Video Instruction can be a CRAZY AWESOME tool for your teaching arsenal. Especially right now, kids are very interested in quick videos. They already rely on YouTube to learn how to do things (like build Minecraft stuff). We can ride that tidal wave and improve our teaching in the process! Creating your own video instruction can be a personal project so that your videos match what you normally say. These three ways to use video instruction with students can help guide you in your video planning!
1. Flipped Instruction
I am a big advocate of flipped instruction (you may have guessed – haha) and the self-starting students that it cultivates. You can learn more about flipped instruction here but the basic idea is this:
- Students view a lesson outside of class time to learn something new
- When they come to class, you go over the concept together and they try it
- In the beginning stages of students working on something new, they are with their teacher to guide them instead of at home getting frustrated
Here’s one of my go-to videos each year that I use with my students. I have them watch this on their own before we put clarinets together during class time. This video gives every student a front row “private lesson” view of what I am talking about. Once they have watched it on their own, we try it together in class. I even play and pause the video between steps when we do it the first time in class.
You can use video instruction like this to teach literally ANYTHING. I happen to prefer using it for big “front row seat” kinds of lessons OR lessons which I want to make sure that I teach really perfectly. I feel strongly that flipped lessons should be majorly important so that they can retain their value with students. Think: big rhythmic or theory concepts, demonstration of a skill (marching band!), showing a technique or process visually. Your options are endless!
A video is a great way for your students to “take” your instruction home with them. Probably just as frequently as I post a “flipped” style video, I post one that is a review. I think that these are the videos that my students are most grateful for, because when they forget how to do something or how I worded something, they can easily and quickly find help.
These types of videos make your online classroom more valuable to students because they know they can get help when they go there!
This is a video that I post on the Feed of our Google Classroom. This goes home with students for the weekend after we have learned how to put reeds on. While it could also be used as a “flipped” style video lesson, it provides a good walkthrough review for students who are doing it on their own at home. This is the kind of video that kids frequently ask me to post so that I can still “help” them at home.

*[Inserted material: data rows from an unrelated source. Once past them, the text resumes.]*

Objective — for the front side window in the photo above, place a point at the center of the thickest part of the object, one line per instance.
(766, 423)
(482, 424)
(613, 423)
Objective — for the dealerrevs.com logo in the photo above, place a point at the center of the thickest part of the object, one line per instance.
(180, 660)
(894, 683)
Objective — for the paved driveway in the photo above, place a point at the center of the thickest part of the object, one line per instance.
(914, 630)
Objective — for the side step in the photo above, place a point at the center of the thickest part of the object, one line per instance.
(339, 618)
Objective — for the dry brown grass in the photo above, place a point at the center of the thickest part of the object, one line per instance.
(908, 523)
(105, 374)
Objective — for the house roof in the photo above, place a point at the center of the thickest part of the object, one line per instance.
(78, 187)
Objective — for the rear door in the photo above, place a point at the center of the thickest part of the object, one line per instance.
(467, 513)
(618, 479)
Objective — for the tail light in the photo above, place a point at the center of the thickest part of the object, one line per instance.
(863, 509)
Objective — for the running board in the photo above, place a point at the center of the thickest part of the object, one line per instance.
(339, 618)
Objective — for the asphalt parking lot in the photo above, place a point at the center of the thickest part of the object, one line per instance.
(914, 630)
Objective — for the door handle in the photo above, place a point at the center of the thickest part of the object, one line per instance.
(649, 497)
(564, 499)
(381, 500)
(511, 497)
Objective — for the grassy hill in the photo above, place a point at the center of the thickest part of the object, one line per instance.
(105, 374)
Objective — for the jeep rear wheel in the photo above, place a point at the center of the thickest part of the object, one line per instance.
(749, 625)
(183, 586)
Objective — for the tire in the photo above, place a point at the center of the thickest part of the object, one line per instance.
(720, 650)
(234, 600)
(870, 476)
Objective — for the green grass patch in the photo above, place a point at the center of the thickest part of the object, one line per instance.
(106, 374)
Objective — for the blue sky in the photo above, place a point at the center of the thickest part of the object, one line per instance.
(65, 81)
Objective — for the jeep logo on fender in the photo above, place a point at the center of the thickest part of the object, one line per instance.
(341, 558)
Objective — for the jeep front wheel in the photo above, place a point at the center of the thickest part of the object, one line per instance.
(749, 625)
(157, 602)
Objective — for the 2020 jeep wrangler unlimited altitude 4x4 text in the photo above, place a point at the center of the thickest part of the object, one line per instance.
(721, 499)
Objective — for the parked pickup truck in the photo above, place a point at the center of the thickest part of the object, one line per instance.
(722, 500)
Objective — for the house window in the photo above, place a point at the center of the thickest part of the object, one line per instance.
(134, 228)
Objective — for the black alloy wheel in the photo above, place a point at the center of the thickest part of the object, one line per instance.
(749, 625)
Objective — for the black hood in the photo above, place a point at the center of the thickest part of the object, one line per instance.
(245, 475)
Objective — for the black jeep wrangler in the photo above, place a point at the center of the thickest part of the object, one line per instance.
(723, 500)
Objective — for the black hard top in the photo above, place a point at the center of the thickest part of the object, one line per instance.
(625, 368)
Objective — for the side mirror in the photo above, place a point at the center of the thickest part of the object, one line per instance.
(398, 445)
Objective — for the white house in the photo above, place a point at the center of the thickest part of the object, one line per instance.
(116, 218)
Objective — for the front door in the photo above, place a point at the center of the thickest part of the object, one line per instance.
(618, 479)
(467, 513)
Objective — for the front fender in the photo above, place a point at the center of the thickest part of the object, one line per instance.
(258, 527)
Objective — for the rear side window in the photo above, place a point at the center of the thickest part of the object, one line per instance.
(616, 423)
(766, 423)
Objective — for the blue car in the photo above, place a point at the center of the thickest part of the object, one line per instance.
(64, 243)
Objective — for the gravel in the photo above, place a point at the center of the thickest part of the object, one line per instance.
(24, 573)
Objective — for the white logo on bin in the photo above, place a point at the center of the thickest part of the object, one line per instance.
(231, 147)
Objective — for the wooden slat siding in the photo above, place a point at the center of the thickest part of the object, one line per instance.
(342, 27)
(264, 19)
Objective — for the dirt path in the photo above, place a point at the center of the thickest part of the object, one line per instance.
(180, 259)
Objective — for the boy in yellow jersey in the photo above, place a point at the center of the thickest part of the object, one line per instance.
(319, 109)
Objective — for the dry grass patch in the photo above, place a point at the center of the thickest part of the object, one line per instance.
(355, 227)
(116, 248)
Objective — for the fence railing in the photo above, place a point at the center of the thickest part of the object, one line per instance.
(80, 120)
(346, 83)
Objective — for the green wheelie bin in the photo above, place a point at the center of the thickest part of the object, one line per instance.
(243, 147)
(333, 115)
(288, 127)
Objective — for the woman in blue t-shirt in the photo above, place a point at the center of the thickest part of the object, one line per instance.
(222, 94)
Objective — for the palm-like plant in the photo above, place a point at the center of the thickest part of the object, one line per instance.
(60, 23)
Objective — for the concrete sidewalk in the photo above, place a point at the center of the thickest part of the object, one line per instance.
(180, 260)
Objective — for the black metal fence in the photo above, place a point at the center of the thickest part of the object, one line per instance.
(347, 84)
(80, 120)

3. Co-Teaching during Class
One final way (but this list is not finite!) to use video instruction is to use it as your own personal Co-Teacher! When I am teaching a lesson like the one in the video below, it can get a little repetitive from class to class. Planning to use this video as the “teacher” and myself as the walk-around-checker and reinforcer of concepts works really well.
While the video plays, I’m in between the rows checking for understanding. I can always pause and rewind as needed to practice with the students. I can add in comments as needed. Bonus: I always know what my co-teacher is thinking (because I’ve watched the video!)
While it can be really helpful to create your own video content for students, you don’t have to! Go check out YouTube and I bet you’ll find something that just might work for you!
If you decide to create your own content, know that there are many ways to use your video instruction with students!
How do YOU use video content with your students?